September 19, 2004

VISIONS OF 240:

Democrats Reassess Prospects to Win House : As Kerry's Momentum Lags, Hopes of Regaining Majority of Seats Dim, Analysts Say (Charles Babington, September 19, 2004, Washington Post)

Many GOP leaders say that their House majority is safe, and that it might even expand on Nov. 2. They point to statistics suggesting that the Democratic goal is extremely difficult. Republicans control 229 House seats, while Democrats have 206 (including a friendly independent). With Democrats failing to contest a reconfigured Texas district they now hold, they will have to pick up 13 seats in November to gain a bare majority. (Two Democratic gains in special elections this year -- in Kentucky and South Dakota -- were offset when lawmakers elected as Democrats in Texas and Louisiana switched to the GOP.)

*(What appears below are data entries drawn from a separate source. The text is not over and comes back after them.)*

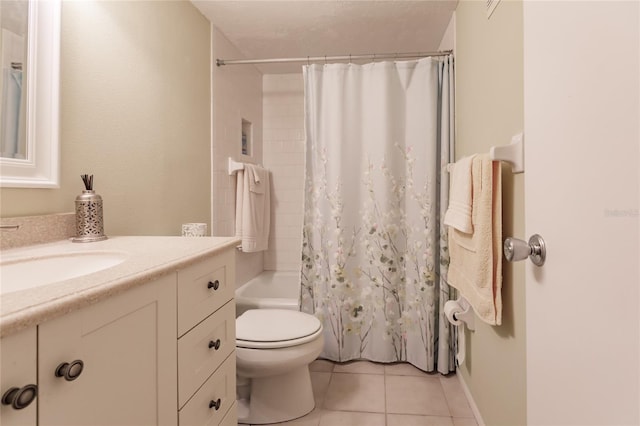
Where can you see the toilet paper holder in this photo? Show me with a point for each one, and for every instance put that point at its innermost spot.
(467, 316)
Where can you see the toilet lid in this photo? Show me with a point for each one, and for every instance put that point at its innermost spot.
(262, 328)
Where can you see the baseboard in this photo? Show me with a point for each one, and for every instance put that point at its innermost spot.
(472, 403)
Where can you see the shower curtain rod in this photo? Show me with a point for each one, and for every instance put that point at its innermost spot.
(309, 59)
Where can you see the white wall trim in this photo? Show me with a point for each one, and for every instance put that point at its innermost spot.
(472, 403)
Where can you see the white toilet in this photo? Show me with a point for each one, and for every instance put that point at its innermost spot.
(274, 348)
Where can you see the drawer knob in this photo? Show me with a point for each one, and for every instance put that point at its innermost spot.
(20, 398)
(70, 371)
(215, 404)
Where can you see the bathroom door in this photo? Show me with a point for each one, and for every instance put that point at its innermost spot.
(581, 102)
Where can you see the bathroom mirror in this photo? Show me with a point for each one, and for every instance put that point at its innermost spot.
(29, 93)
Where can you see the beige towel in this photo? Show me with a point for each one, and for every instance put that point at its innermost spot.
(458, 213)
(475, 267)
(253, 208)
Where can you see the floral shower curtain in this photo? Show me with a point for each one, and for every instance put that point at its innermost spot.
(374, 255)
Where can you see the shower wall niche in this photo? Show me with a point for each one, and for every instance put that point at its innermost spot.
(247, 137)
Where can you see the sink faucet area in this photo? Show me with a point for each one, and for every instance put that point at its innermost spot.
(30, 272)
(43, 281)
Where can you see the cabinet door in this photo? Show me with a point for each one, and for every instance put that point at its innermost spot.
(18, 359)
(128, 346)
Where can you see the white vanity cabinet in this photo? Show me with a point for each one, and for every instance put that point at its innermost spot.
(158, 353)
(126, 344)
(18, 381)
(206, 342)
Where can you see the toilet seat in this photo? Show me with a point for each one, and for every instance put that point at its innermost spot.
(275, 328)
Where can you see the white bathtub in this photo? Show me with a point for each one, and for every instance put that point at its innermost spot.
(270, 289)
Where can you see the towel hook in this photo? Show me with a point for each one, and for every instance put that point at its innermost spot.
(535, 249)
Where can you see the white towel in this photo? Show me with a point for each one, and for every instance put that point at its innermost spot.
(458, 214)
(253, 208)
(475, 267)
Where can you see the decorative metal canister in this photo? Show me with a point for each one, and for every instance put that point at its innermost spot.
(89, 219)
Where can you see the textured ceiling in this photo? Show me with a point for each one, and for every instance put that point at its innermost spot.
(300, 28)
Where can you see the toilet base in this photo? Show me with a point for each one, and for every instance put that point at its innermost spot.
(278, 398)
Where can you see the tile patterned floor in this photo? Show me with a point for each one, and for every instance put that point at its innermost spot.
(363, 393)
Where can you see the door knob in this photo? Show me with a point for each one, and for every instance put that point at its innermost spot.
(20, 398)
(516, 249)
(70, 371)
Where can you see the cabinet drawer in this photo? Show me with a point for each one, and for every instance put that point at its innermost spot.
(18, 360)
(196, 359)
(197, 298)
(221, 385)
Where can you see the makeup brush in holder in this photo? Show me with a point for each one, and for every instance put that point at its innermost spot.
(89, 220)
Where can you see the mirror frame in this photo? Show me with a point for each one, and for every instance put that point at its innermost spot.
(41, 169)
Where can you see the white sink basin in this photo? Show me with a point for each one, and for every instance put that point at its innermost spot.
(32, 272)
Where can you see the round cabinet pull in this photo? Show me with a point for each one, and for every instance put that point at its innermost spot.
(215, 404)
(20, 398)
(70, 371)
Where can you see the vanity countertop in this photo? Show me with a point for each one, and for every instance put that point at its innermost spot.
(147, 258)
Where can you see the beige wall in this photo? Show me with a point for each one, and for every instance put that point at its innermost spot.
(489, 110)
(135, 113)
(237, 95)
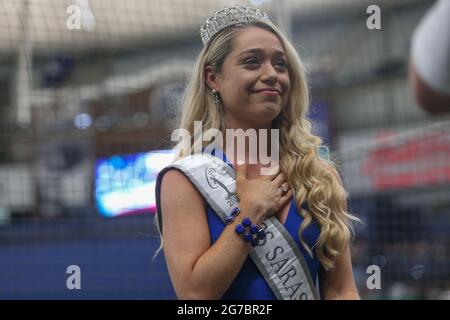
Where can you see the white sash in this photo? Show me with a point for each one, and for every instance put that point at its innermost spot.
(278, 257)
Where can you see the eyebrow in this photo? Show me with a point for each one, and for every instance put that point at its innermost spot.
(258, 50)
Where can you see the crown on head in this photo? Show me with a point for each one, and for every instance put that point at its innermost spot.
(227, 17)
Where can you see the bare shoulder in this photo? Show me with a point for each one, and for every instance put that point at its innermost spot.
(185, 226)
(179, 196)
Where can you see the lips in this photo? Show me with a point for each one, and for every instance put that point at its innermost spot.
(270, 92)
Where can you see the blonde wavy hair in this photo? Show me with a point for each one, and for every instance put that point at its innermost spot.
(312, 179)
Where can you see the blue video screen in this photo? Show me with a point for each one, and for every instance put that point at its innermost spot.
(125, 184)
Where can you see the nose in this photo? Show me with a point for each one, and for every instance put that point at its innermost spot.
(269, 74)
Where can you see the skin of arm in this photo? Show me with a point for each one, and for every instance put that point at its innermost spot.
(197, 269)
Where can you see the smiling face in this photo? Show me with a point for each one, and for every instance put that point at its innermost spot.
(254, 80)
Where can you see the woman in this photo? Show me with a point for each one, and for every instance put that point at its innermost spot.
(249, 76)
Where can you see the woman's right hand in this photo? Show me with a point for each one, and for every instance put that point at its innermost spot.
(261, 197)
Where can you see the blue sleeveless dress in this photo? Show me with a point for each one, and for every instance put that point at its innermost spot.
(249, 283)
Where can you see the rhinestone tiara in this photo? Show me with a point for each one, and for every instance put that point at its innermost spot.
(227, 17)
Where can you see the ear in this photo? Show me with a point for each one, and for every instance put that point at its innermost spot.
(211, 78)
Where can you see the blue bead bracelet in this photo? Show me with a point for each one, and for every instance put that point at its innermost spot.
(250, 232)
(229, 219)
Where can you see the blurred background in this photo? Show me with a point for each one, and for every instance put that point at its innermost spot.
(88, 98)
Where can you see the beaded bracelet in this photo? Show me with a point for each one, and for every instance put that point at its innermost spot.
(254, 233)
(232, 216)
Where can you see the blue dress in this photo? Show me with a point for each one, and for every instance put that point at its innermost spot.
(249, 283)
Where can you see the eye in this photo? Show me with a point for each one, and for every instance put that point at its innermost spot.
(282, 63)
(251, 60)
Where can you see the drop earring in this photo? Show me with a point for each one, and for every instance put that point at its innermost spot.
(216, 97)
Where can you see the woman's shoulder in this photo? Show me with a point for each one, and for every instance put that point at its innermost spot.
(174, 184)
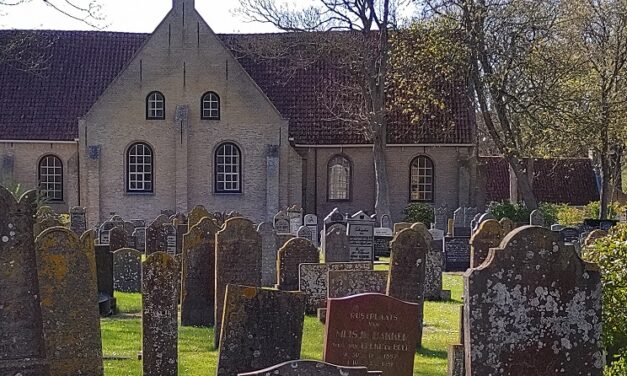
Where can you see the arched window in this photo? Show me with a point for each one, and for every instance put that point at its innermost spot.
(155, 106)
(228, 169)
(139, 166)
(210, 106)
(421, 179)
(339, 178)
(51, 177)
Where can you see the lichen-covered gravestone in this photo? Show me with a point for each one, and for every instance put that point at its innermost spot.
(238, 261)
(295, 252)
(533, 308)
(198, 287)
(372, 330)
(261, 327)
(66, 268)
(21, 334)
(488, 236)
(309, 368)
(127, 270)
(407, 271)
(159, 316)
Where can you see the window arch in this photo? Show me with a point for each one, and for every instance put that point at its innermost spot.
(339, 179)
(421, 179)
(228, 168)
(139, 167)
(50, 177)
(155, 106)
(210, 106)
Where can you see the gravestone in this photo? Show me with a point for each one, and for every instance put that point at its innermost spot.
(66, 268)
(541, 316)
(361, 237)
(313, 278)
(159, 315)
(269, 251)
(238, 261)
(488, 236)
(295, 252)
(536, 218)
(406, 280)
(198, 285)
(372, 330)
(309, 368)
(261, 327)
(22, 347)
(336, 247)
(456, 253)
(344, 283)
(78, 220)
(127, 270)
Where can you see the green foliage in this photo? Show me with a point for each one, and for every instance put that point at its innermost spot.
(610, 253)
(418, 212)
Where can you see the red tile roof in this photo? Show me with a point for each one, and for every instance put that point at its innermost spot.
(80, 65)
(570, 181)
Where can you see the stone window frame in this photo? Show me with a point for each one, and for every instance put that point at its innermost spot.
(422, 166)
(44, 181)
(204, 102)
(151, 111)
(129, 164)
(236, 176)
(349, 178)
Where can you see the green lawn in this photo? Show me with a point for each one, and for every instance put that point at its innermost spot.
(121, 336)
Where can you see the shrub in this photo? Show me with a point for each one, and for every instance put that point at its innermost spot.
(419, 212)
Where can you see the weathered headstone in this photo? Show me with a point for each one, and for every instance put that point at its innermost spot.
(66, 269)
(372, 330)
(238, 261)
(295, 252)
(159, 315)
(198, 286)
(533, 308)
(261, 327)
(406, 280)
(127, 270)
(269, 249)
(22, 349)
(488, 236)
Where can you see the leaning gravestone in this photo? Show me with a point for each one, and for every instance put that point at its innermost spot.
(238, 261)
(261, 327)
(533, 308)
(66, 268)
(22, 348)
(406, 279)
(159, 316)
(295, 252)
(127, 270)
(372, 330)
(198, 287)
(309, 368)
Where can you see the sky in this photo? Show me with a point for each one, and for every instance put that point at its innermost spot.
(127, 15)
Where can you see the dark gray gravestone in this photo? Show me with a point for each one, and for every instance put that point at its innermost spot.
(533, 308)
(309, 368)
(198, 288)
(127, 270)
(238, 261)
(66, 269)
(406, 280)
(295, 252)
(21, 333)
(261, 327)
(456, 253)
(159, 315)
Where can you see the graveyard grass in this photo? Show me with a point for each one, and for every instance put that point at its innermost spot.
(121, 336)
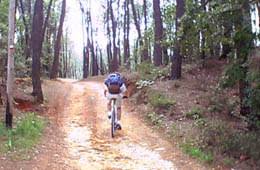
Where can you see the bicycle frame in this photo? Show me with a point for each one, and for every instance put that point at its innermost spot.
(113, 117)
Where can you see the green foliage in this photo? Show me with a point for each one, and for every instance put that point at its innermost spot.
(226, 140)
(147, 71)
(4, 8)
(158, 100)
(194, 113)
(157, 119)
(144, 83)
(197, 153)
(23, 136)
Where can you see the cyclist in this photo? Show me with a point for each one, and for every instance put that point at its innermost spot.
(114, 88)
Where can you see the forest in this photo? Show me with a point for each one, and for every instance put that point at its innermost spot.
(145, 36)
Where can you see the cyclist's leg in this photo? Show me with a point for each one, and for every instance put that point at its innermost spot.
(119, 104)
(109, 106)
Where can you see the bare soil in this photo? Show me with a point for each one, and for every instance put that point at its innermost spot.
(78, 135)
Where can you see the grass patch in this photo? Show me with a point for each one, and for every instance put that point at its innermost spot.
(147, 71)
(23, 136)
(158, 100)
(194, 113)
(195, 152)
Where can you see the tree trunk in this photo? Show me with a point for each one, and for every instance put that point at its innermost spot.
(158, 33)
(37, 49)
(126, 34)
(109, 45)
(146, 57)
(27, 51)
(114, 65)
(46, 20)
(177, 58)
(10, 73)
(243, 26)
(55, 66)
(137, 25)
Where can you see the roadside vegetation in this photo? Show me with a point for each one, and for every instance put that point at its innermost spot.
(197, 113)
(17, 142)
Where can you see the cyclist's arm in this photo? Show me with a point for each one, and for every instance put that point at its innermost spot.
(105, 91)
(123, 88)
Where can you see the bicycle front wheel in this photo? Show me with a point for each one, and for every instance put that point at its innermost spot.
(113, 123)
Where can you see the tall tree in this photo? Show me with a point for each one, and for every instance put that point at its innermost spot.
(114, 65)
(10, 76)
(27, 51)
(243, 43)
(146, 57)
(37, 49)
(109, 45)
(55, 65)
(158, 33)
(126, 33)
(137, 25)
(177, 58)
(85, 48)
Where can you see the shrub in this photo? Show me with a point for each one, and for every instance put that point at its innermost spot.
(158, 100)
(194, 113)
(147, 71)
(24, 135)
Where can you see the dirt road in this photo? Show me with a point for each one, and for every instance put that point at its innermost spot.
(79, 138)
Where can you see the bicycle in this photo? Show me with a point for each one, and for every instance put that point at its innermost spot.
(113, 117)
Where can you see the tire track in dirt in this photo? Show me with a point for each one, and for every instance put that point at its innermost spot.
(90, 145)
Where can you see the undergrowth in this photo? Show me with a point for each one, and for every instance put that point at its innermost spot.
(19, 140)
(204, 132)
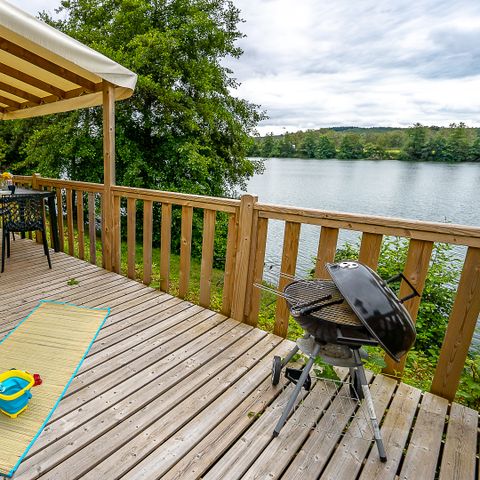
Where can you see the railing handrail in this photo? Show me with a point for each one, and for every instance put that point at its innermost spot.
(420, 229)
(245, 254)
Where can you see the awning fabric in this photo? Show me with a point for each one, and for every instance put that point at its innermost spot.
(44, 71)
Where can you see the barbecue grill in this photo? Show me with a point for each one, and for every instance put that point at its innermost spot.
(355, 308)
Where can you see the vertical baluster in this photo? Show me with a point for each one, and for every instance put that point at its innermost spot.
(147, 241)
(289, 264)
(80, 226)
(70, 231)
(262, 230)
(370, 249)
(327, 246)
(229, 277)
(185, 250)
(61, 232)
(207, 256)
(131, 233)
(91, 228)
(165, 246)
(461, 325)
(416, 269)
(116, 237)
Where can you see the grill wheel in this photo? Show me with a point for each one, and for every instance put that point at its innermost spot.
(276, 370)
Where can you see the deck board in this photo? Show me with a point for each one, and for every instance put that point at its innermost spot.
(172, 390)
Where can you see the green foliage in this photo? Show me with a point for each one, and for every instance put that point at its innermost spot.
(438, 294)
(437, 301)
(457, 143)
(326, 147)
(469, 389)
(182, 130)
(351, 147)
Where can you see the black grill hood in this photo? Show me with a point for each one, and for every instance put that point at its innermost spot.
(376, 305)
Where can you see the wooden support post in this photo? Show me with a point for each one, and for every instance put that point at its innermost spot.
(242, 261)
(109, 171)
(291, 241)
(416, 270)
(35, 186)
(327, 246)
(461, 326)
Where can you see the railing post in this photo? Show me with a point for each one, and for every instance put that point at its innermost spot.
(461, 325)
(242, 261)
(109, 174)
(35, 177)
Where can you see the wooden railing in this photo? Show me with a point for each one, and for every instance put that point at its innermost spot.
(245, 255)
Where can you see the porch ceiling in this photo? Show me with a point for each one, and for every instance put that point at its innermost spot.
(44, 71)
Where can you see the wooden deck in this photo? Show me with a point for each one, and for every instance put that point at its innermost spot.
(171, 390)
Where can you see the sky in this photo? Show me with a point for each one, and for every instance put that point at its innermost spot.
(316, 63)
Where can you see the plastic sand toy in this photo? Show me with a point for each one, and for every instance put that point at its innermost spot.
(15, 392)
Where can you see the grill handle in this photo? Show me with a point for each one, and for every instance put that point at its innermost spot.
(401, 276)
(309, 308)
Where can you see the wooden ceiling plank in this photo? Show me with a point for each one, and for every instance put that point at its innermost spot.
(35, 82)
(20, 93)
(45, 64)
(10, 102)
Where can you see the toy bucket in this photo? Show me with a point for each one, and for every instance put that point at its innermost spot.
(15, 393)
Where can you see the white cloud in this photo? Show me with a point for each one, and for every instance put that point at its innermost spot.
(312, 63)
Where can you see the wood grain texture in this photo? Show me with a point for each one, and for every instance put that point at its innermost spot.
(261, 245)
(416, 270)
(424, 448)
(116, 236)
(370, 249)
(70, 230)
(172, 389)
(80, 226)
(61, 231)
(92, 232)
(327, 246)
(461, 325)
(229, 273)
(459, 452)
(207, 257)
(185, 251)
(242, 260)
(147, 241)
(291, 240)
(165, 246)
(131, 236)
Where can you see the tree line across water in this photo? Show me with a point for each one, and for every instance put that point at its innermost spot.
(456, 143)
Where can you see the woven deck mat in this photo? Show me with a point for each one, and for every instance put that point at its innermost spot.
(53, 340)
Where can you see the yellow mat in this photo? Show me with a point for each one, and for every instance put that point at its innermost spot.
(52, 341)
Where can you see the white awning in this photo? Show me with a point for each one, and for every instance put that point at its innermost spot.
(44, 71)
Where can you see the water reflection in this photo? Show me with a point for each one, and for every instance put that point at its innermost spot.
(424, 191)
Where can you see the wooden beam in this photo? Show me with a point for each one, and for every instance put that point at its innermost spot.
(10, 102)
(34, 82)
(108, 168)
(45, 64)
(33, 99)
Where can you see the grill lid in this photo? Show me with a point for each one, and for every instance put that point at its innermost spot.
(376, 305)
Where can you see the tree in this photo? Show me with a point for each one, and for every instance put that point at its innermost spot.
(458, 147)
(308, 147)
(325, 147)
(474, 154)
(183, 129)
(350, 147)
(416, 145)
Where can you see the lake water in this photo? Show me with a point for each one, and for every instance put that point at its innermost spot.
(440, 192)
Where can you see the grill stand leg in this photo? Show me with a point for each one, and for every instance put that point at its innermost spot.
(369, 402)
(296, 391)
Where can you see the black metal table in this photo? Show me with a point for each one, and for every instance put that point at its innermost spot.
(50, 197)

Analysts say there are fewer than 35 competitive House races this fall, with each party defending 15 to 17 at-risk seats. For Democrats to regain the majority they lost a decade ago, "they would have to win everything in the open seats and hold all their own," said Rep. Thomas M. Reynolds (R-N.Y.), chairman of the GOP's House campaign committee. They do not need a breeze, he said, "they need a monsoon."

The Democrats' task is more daunting than Reynolds suggested. They could win all eight of the competitive open seats (Republicans now hold five of those), and reelect each of their endangered incumbents, and still fall well short of the majority. To control the House, Democrats must do all of that, plus topple several GOP incumbents.

Political insiders and local reporters do not see that happening -- for now, at least -- in part because there is no national mood remotely resembling the anti-Democratic fervor of the 1994 elections or the deeply anti-Republican sentiments that sprang from the Watergate scandal in 1974.
A prime target is first-term Rep. Rick Renzi (R-Ariz.), who won a three-way race in 2002 with less than 50 percent of the vote. Democrats crowed this year when they recruited Paul Babbitt, brother of former interior secretary Bruce Babbitt. But a new poll by the Social Research Laboratory of Northern Arizona University shows Renzi still leading Babbitt by 11 percentage points, virtually identical to an April poll's findings.


And there's no way an incumbent Republican can lose while the President is winning his state by double digits.

Posted by Orrin Judd at September 19, 2004 4:28 PM
Comments

The juiciest thing about this is just imagining how teeth-gritted furious the WaPo was to have to write that headline.